The committee nevertheless refused legal aid. Applying the 'legal merits' test under section 15(2) of the Legal Aid Act 1988, it held that the applicant's prospects of success were too small.

Mr Justice Kennedy refused to interfere with that decision, on the basis that the tests to be applied by a single judge and by the board were not the same, and in any event the board had to form its own judgment.

His Lordship accepted that it was for the committee to make up its own mind, but not that the test it had to apply was essentially any different from that applied by the judge.

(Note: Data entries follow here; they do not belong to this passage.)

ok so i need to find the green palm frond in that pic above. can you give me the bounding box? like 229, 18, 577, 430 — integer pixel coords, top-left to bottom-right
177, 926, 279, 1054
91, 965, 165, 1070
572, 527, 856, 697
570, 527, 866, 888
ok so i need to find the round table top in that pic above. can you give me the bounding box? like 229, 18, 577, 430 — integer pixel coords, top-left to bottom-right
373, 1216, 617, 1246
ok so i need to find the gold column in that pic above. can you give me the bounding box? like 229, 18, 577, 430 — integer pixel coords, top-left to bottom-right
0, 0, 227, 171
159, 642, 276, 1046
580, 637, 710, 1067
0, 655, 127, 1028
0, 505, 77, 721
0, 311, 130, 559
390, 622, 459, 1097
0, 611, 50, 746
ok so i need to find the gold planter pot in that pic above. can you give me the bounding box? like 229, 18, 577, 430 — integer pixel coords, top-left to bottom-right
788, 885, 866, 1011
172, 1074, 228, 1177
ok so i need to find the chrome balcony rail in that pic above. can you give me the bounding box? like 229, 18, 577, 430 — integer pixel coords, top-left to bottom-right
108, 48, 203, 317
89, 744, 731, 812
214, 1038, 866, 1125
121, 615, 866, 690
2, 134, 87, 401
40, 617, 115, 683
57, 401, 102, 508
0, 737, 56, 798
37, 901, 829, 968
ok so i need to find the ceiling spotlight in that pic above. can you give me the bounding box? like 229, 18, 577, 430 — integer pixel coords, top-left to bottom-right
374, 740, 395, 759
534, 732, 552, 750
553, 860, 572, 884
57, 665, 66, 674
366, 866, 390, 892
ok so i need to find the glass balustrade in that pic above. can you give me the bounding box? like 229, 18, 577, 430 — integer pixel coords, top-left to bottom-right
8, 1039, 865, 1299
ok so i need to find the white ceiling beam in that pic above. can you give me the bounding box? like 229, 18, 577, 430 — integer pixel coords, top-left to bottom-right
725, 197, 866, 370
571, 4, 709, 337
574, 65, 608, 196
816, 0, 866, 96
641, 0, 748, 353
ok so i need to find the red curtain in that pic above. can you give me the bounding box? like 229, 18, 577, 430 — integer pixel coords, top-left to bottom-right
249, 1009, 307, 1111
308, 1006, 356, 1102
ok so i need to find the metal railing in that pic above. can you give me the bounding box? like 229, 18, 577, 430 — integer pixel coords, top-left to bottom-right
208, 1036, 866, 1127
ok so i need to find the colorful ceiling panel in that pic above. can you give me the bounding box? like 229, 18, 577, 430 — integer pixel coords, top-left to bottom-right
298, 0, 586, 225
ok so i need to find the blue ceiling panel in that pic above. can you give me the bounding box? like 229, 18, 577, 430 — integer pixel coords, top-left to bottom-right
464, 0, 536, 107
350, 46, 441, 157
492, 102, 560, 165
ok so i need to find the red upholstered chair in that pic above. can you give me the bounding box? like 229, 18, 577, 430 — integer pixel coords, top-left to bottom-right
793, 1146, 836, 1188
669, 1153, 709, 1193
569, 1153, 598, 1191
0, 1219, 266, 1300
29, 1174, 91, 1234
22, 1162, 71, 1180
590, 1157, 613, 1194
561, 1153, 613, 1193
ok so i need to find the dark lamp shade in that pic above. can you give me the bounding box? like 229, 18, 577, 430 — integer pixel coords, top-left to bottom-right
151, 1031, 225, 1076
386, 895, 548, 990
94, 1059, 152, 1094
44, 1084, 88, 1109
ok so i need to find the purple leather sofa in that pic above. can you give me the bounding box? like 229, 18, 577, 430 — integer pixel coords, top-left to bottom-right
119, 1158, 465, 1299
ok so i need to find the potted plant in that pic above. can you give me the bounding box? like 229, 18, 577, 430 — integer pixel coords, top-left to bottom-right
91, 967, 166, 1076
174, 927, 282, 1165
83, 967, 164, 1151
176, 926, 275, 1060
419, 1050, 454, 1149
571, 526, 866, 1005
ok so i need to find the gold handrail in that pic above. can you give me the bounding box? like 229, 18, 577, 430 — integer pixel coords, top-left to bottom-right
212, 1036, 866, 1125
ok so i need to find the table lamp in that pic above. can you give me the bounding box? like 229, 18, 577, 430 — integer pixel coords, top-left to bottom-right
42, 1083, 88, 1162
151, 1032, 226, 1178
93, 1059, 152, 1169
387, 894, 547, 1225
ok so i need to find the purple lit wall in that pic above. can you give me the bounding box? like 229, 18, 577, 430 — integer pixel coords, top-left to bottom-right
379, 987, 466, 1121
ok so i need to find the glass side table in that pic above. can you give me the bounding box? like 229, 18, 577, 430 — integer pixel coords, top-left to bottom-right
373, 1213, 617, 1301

On an ex parte application, the judge should only grant leave if, prima facie, there was already an arguable case for granting the relief sought. Equally, it was only when prima facie there was clearly no arguable case that leave should be refused ex parte.

The judge was asking himself whether an applicant's case was such that he had reasonable grounds for being given leave to bring proceedings which would inevitably involve the respondent in costs and administrative uncertainty.

The committee was asking itself whether an applicant had reasonable grounds for being granted representation under the Legal Aid Scheme which would probably, if not inevitably, involve some cost to the public purse.

In form they were different questions but in substance they were not. That the committee could take a different view from the judge was not in doubt, but it would rarely do so.

In the present case, both Mr Justice Popplewell and the committee had based their decisions on inadequate information.

The judge should have adjourned the application for an inter partes hearing to get more information from the council. The committee should have considered granting limited legal aid for this purpose.